Before the jury entered the courtroom, both sides argued loudly over the defense’s request for self defense to be included in the jury instructions. Singh’s attorneys told Tarrant County District Judge Ryan Hill that Brooks was negligent in not leashing the animal, so she “absorbs the actions” of the dog. They argued Brooks “was a casualty in his use of self-defense.”

Tarrant County Assistant District Attorney Tim Rodgers forcefully pushed back, dismissing the defense as relying on a “ridiculous nexus for self-defense.”

“She lacked mens rea [criminal intent] when she was unconscious,” Rodgers said. “I’m sorry, but that is absurd.”

Forensic consultant Ron Marinelli testified for the defense Friday morning. He said deadly force was the only viable choice for Singh given the circumstances. His testimony contradicted expert testimony for the prosecution earlier in the week that concluded deadly force was not necessary or reasonable with a person so close to the target.

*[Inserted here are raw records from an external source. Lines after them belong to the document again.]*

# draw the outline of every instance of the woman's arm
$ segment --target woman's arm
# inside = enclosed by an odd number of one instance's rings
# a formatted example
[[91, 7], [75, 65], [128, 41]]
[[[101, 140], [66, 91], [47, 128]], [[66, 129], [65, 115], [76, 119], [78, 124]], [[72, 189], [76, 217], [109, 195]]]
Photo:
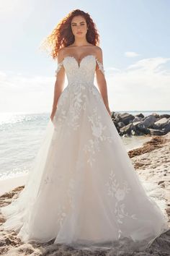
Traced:
[[[63, 59], [63, 49], [61, 49], [58, 56], [58, 65], [61, 63]], [[63, 92], [65, 81], [65, 69], [62, 65], [58, 72], [56, 72], [56, 80], [54, 87], [54, 96], [53, 109], [50, 115], [51, 121], [53, 119], [55, 111], [57, 109], [57, 103], [61, 93]]]
[[[98, 61], [102, 64], [103, 67], [103, 56], [102, 56], [102, 50], [101, 48], [98, 47], [96, 53], [96, 56]], [[96, 75], [97, 75], [97, 85], [99, 89], [100, 93], [103, 98], [104, 103], [106, 106], [107, 110], [109, 112], [109, 114], [112, 116], [111, 111], [109, 107], [109, 101], [107, 96], [107, 82], [105, 80], [105, 76], [103, 72], [99, 69], [99, 67], [97, 64], [96, 69]]]

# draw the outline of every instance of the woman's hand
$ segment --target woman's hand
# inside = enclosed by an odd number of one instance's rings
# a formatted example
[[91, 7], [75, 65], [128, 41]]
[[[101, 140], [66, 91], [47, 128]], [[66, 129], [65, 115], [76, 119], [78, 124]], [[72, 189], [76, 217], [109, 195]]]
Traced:
[[112, 117], [112, 113], [111, 113], [111, 111], [110, 111], [110, 110], [109, 110], [109, 107], [108, 106], [106, 106], [106, 108], [107, 108], [107, 111], [108, 111], [109, 116]]
[[51, 121], [53, 121], [53, 120], [55, 111], [56, 111], [56, 108], [53, 108], [53, 110], [52, 110], [51, 114], [50, 114]]

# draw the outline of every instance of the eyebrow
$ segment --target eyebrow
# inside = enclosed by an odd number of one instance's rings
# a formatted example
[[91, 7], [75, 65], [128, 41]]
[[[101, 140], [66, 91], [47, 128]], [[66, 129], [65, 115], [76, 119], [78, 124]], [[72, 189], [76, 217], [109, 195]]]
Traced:
[[[85, 23], [85, 22], [81, 22], [80, 23]], [[71, 24], [77, 24], [76, 22], [71, 22]]]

Under Texas criminal law, criminally negligent homicide is the least serious charge of the state’s four criminal homicide offenses — the other three being manslaughter, murder and capital murder.

Brooks’ family have since sued Singh and the city of Arlington for over $1 million in actual and punitive damages for wrongful death and for violations of her 14th Amendment rights.